Davis desperately coveted that Oscar as it would have made her the first performer to win three Best Actress awards; she later claimed that Joan Crawford had campaigned against her. (Davis won in 1935 for “Dangerous” and in 1938 for “Jezebel”).
At the ceremony, Crawford (who had one Best Actress Oscar for 1945’s “Mildred Pierce”) accepted for the absent Bancroft. Crawford brushed by Davis, saying, “I have an Oscar to accept.”
In the category of Best Supporting Actor, Buono contended for both an Oscar and Golden Globe, but Ed Begley snagged the Oscar for “Sweet Bird of Youth” and Omar Sharif got the Globe for “Lawrence of Arabia.” (Interestingly, the handsome and charming Peter Lawford had been the first choice for Buono’s part and, by some accounts, even filmed a few scenes before dropping out.)
Director Robert Aldrich (along with Robert Mulligan for “To Kill a Mockingbird”) was nominated for the Palme D’Or director’s prize at the Cannes Film Festival, but that went to Luchino Visconti for “The Leopard.” It was at the film fest that Bette’s daughter B. D. met husband-to-be Jeremy Hyman; she married at age 16, with her mother’s approval.
Ernest Haller got an Oscar nod for best B&W cinematography. He lost to the lensmen behind “The Longest Day.” But “Baby Jane” is great looking and full of choice compositions, such as the shot of Jane’s bleary face shot through a cupboard full of empty liquor bottles.

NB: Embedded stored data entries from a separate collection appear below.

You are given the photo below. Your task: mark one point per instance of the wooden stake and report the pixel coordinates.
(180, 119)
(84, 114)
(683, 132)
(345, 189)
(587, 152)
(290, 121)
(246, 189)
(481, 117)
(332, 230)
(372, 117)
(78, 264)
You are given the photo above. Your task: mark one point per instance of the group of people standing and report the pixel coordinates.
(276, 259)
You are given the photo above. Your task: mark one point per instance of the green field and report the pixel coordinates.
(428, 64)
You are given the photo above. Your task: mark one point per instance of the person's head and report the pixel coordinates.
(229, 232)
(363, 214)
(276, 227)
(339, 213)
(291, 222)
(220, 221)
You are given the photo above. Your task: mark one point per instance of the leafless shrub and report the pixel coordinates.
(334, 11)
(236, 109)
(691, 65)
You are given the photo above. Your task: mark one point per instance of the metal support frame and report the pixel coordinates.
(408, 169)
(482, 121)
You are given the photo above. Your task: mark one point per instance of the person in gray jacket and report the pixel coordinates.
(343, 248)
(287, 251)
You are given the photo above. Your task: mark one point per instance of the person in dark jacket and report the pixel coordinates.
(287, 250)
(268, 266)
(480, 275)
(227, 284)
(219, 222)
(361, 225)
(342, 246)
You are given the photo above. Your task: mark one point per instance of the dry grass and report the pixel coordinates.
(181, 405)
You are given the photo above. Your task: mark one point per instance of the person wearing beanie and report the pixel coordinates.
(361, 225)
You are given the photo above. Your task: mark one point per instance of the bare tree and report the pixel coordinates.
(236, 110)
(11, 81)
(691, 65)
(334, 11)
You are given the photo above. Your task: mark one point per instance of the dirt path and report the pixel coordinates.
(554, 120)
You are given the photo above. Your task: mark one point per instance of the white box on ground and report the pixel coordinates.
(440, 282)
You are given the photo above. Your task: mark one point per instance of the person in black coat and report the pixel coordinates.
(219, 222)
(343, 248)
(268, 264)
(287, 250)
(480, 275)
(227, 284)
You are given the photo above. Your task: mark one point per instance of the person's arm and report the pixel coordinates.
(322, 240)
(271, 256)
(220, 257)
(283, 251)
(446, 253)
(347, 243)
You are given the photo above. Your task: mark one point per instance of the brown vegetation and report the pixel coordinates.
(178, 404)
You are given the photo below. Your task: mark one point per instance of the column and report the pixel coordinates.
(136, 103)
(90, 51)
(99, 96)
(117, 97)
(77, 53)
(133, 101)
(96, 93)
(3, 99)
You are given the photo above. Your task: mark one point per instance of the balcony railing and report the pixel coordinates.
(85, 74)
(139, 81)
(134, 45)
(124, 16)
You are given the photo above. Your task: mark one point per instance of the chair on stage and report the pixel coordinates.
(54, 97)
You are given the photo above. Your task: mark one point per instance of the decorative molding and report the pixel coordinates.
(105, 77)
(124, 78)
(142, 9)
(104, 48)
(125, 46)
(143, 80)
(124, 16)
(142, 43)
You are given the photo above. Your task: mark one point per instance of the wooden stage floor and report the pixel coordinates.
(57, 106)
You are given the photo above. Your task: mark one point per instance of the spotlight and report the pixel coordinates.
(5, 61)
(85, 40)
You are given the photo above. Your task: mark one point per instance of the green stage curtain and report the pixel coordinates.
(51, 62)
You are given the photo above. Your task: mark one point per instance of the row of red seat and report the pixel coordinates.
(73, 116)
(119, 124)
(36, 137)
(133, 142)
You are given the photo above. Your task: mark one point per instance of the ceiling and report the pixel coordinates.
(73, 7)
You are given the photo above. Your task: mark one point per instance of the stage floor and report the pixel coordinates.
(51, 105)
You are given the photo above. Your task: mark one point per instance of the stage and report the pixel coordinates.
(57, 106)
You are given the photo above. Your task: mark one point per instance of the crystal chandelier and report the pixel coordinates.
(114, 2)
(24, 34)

“Baby Jane’s” wardrobe designer Norma Koch took home the prized statuette for B&W costume design. Blanche has a slightly Victorian vibe, wearing her dark silk dresses with oversize bows (Crawford insisted on wearing falsies) and an old-fashioned up-do. Jane fills out her faded, frilly frocks and scuffs around resentfully in shabby slippers. Hey, at least she’s practical – with all her boozing, heels might precipitate a tumble. Unbeknownst to Davis, the ratty blonde wig Jane wore was reportedly the same one Crawford wore in “The Ice Follies of 1939.”
Astonishingly, there was no Oscar for best makeup and hairstyling. That category was not introduced until 1981.